Düşen ve Çakan Plazma
Şiddetli gök gürültülerinin eşliğinde bardaktan boşanırcasına yağan yağmuru yüksekçe bir evin penceresinden seyretme fırsatını yakaladıysanız, hele bir de üstüste çakan şimşekler karşınızdaki bulutların arasında meydana geliyorsa, en pahalı havai fişek gösterilerinin yanında sönük kaldığı muhteşem bir ışık gösterisine şahit olursunuz. Bu ışık gösterisi büyüleyici olduğu kadar ürkütücü hâli ile de Yaratıcı'nın celâl ve cemâl sıfatını aynı anda sergiler. Bulutların sürtünme ile elektriklenmesinden kaynaklanan bir elektrik boşalması olduğu herkesçe bilinen şimşek ve yıldırım, yüz milyonlarca voltluk potansiyel farkı sıfırlanana kadar yaklaşık 20.000 Amperlik bir akım şiddetinde ve aktığı kanalda 30.000 Kelvin (K)'lik bir sıcaklık meydana getirerek akar ve bu olay bir saniyeden daha kısa sürer. Bu yüzden yıldırımın ürkütücü yanının küçümsenmemesi ve gereken yerlerde tedbir alınması yerinde bir harekettir.

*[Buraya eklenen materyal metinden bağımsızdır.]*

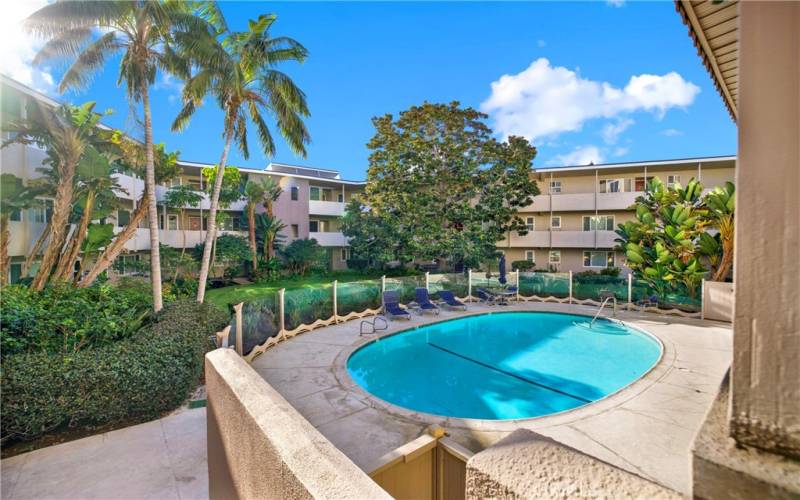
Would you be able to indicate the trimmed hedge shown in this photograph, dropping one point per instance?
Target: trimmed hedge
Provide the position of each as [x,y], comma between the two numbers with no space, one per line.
[135,379]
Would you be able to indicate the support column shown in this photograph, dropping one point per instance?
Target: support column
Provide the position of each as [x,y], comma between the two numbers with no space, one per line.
[765,392]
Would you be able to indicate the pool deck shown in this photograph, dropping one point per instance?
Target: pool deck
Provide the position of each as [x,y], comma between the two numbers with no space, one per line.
[646,428]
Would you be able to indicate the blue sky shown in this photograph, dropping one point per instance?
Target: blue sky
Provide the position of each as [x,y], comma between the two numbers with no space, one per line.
[602,82]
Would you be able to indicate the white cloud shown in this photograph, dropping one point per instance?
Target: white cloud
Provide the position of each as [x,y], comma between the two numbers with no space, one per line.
[545,100]
[611,131]
[18,48]
[582,155]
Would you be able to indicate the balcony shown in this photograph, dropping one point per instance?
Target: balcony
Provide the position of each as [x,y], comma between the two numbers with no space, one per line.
[330,208]
[329,239]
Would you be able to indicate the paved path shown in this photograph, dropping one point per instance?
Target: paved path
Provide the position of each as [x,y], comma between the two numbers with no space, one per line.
[163,459]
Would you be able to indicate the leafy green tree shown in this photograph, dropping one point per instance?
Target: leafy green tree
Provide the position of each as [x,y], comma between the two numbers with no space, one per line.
[14,197]
[302,254]
[144,33]
[239,71]
[442,185]
[182,197]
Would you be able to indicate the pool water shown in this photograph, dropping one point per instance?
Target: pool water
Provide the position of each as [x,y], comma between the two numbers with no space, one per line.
[504,365]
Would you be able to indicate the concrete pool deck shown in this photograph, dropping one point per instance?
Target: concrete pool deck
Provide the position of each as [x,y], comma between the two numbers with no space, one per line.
[646,428]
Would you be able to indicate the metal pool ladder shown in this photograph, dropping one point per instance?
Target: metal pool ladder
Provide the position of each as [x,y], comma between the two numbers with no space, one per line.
[606,296]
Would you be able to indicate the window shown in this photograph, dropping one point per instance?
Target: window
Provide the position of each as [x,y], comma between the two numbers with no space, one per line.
[530,256]
[598,259]
[611,186]
[530,223]
[598,223]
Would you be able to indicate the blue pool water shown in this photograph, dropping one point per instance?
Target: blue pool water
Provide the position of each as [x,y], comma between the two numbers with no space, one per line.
[504,365]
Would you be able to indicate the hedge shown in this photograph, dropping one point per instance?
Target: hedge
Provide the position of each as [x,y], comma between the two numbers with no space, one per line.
[135,379]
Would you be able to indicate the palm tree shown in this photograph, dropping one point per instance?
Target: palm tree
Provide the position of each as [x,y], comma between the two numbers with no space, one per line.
[14,197]
[254,193]
[272,192]
[240,73]
[143,32]
[66,132]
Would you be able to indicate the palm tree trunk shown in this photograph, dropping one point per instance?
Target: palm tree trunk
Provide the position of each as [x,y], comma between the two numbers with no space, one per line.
[62,207]
[4,237]
[118,245]
[212,220]
[251,223]
[68,258]
[37,247]
[152,208]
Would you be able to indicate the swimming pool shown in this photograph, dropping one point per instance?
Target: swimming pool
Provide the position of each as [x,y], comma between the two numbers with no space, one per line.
[504,366]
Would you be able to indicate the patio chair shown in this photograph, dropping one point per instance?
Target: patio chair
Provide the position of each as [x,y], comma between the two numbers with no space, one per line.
[450,300]
[424,301]
[486,296]
[392,308]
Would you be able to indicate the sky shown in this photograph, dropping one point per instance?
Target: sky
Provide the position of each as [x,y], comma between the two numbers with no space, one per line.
[600,82]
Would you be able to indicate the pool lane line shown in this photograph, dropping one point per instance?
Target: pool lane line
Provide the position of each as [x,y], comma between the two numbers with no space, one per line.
[500,370]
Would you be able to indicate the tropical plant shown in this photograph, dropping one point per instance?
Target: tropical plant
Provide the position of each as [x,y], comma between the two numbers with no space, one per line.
[182,197]
[721,205]
[240,73]
[144,33]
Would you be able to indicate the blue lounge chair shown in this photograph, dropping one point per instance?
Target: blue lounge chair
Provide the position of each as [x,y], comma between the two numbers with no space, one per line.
[391,306]
[450,300]
[424,301]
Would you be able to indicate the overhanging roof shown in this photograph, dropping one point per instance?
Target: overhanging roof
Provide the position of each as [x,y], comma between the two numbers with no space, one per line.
[714,29]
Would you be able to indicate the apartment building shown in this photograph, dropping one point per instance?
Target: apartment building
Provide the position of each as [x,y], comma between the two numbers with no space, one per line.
[571,223]
[311,204]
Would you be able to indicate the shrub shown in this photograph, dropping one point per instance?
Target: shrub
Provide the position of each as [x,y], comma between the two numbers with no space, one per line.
[65,319]
[522,265]
[134,379]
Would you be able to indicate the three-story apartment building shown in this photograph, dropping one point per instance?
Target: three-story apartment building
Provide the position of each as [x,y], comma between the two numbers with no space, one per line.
[571,223]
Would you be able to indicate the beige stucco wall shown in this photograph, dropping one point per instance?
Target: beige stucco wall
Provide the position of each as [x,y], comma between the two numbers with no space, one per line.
[259,446]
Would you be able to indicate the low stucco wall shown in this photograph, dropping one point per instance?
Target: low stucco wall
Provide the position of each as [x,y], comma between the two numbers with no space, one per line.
[528,465]
[259,446]
[718,301]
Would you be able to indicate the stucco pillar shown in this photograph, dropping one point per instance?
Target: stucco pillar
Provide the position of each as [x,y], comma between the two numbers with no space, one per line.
[765,384]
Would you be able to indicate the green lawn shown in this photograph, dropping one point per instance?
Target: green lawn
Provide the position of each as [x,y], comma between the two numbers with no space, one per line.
[222,297]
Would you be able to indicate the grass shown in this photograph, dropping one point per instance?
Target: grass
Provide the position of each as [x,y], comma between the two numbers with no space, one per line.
[222,297]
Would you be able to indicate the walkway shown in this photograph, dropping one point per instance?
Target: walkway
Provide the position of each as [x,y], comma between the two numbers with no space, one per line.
[162,459]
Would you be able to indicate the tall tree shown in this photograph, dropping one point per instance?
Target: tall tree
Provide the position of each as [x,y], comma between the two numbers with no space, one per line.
[143,32]
[66,132]
[182,197]
[440,181]
[14,197]
[240,73]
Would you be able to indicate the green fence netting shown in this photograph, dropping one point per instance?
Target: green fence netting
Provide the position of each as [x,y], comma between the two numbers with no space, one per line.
[544,284]
[357,296]
[306,305]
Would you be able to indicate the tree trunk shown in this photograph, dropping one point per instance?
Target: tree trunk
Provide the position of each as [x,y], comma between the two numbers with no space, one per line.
[251,223]
[212,220]
[4,237]
[152,208]
[67,263]
[37,247]
[62,207]
[118,245]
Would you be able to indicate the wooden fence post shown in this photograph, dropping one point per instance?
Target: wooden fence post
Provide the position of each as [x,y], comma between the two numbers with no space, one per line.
[239,331]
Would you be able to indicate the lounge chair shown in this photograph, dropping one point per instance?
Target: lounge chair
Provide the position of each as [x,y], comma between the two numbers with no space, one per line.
[424,301]
[391,306]
[450,300]
[486,296]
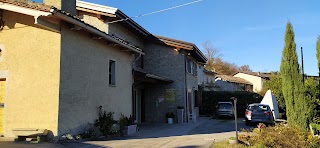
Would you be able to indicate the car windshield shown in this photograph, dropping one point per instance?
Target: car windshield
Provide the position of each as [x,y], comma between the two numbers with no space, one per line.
[259,107]
[225,106]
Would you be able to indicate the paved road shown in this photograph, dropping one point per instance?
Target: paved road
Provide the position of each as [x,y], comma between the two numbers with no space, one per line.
[196,135]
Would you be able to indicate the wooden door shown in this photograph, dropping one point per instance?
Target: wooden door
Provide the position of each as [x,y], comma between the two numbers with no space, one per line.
[2,98]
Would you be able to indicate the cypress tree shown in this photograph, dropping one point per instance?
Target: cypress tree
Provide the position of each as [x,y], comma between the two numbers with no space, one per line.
[318,52]
[292,86]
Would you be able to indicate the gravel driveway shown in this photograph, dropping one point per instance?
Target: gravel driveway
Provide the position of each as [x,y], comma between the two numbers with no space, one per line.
[195,135]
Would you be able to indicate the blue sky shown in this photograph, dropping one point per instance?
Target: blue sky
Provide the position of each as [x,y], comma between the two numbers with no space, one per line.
[245,31]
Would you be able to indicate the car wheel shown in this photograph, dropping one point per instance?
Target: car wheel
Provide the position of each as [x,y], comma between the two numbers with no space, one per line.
[247,122]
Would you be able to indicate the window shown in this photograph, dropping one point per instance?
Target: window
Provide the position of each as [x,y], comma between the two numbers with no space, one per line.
[195,69]
[192,67]
[112,72]
[189,69]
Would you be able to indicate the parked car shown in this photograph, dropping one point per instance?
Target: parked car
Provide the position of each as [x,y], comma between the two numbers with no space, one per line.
[224,109]
[258,113]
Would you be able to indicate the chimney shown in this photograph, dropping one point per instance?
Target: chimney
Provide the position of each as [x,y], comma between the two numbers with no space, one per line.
[68,6]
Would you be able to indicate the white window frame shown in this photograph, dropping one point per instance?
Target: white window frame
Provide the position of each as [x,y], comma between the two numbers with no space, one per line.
[112,73]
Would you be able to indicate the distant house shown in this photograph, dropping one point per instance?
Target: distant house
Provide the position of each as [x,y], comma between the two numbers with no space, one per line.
[230,83]
[256,78]
[56,70]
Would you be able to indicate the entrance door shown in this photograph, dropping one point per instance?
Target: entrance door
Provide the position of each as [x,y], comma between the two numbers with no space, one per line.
[137,105]
[2,97]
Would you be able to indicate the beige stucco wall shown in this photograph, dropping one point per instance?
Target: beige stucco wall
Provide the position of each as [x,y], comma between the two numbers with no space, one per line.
[84,82]
[30,63]
[256,81]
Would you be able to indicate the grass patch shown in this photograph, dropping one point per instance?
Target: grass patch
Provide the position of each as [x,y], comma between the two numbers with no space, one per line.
[224,144]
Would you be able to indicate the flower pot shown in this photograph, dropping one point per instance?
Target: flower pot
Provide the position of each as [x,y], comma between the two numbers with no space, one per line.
[131,129]
[180,113]
[233,141]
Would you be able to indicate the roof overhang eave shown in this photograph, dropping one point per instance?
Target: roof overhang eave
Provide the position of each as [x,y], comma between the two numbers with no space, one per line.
[91,29]
[23,10]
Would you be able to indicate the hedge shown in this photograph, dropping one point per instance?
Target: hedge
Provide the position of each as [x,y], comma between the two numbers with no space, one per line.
[316,128]
[211,98]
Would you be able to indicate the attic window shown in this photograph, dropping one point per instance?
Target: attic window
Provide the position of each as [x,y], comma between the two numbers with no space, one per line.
[1,52]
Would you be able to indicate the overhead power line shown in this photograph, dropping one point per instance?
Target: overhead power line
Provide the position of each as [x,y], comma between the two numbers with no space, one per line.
[154,12]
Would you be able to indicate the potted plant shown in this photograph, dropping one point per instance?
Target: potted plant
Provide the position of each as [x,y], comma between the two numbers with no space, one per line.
[127,125]
[170,117]
[180,114]
[233,140]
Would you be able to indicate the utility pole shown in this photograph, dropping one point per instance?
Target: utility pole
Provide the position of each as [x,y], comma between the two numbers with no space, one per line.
[235,116]
[302,66]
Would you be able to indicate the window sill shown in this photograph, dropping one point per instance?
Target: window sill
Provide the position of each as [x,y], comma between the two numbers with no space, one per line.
[112,85]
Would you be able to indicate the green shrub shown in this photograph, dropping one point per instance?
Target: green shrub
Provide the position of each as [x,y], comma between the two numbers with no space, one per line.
[280,136]
[105,122]
[211,98]
[316,128]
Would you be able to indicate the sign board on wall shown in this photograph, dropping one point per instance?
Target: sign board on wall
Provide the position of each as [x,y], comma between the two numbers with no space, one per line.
[170,95]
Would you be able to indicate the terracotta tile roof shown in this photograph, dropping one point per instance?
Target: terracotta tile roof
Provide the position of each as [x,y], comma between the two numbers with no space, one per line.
[153,76]
[46,8]
[26,4]
[78,19]
[233,79]
[258,74]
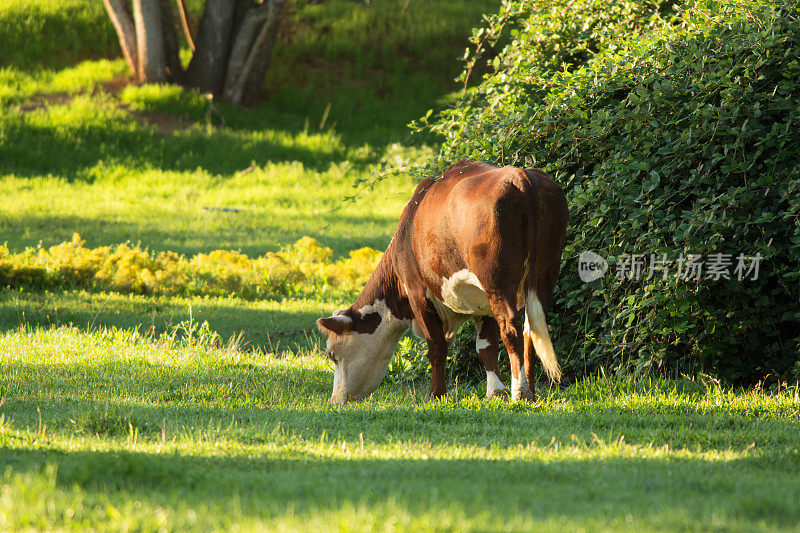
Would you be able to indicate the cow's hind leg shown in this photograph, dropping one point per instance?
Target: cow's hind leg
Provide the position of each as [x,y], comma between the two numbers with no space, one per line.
[430,326]
[510,320]
[487,344]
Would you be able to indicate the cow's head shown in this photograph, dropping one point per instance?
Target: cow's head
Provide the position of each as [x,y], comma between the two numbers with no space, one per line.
[360,344]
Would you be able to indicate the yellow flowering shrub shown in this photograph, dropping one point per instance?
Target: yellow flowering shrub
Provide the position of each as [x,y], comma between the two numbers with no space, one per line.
[304,268]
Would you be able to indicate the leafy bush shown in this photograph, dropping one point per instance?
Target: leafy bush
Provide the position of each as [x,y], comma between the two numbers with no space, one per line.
[673,130]
[304,268]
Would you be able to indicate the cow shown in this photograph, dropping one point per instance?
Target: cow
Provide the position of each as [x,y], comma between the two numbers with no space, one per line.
[478,242]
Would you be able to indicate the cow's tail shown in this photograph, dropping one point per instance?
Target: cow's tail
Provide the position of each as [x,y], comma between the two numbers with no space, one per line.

Yıldırım, bulut ile yeryüzü arasındaki potansiyel farkı havayı delecek bir büyüklüğe (delinme gerilimi) ulaştığı anda meydana gelir. Bu anda akım şiddeti çok yüksek olduğundan, boşalma elektrik arkı şeklindedir. Buluttaki negatif yüklü serbest elektronlar ve yerdeki pozitif yüklü iyonlar bulutla yer arasındaki potansiyel farkını sıfırlamak için birbirine doğru büyük bir hızla harekete başlar. Elektronlar iyonlardan çok daha küçük olduklarından hızları çok yüksektir. Bu yüzden iki akım yere oldukça yakın bir yükseklikte birleşirler. Elektronların buluttan yere doğru hareketi ile birlikte akımın geçtiği yol boyunca iyonizasyon süreci başlamış olur. Elektronlar hızla çarptıkları hava atomlarından bazen elektron koparırken, bazen de bu elektronlar iyonlar tarafından yakalanırlar ve iyon nötral atom hâline gelir. İşte yıldırımın parlak ışığı, iyonlarca yakalanan bu elektronların fazla enerjilerini fotonlar şeklinde dışarıya neşretmesi neticesi oluşur. Böylece yıldırımın aktığı yol; nötral atom ve moleküller, uyarılmış atom ve moleküller, pozitif iyonlar, elektronlar ve fotonlardan oluşan çok sıcak bir gaz çorbası hâline gelir. Bu ideal gaz kanunu sağlayan bir hâl olmasına rağmen; gaz hâlinden çok farklı özellikler taşıdığından, maddenin dördüncü hâli olarak kabul edilir ve "plazma" hâli olarak bilinir.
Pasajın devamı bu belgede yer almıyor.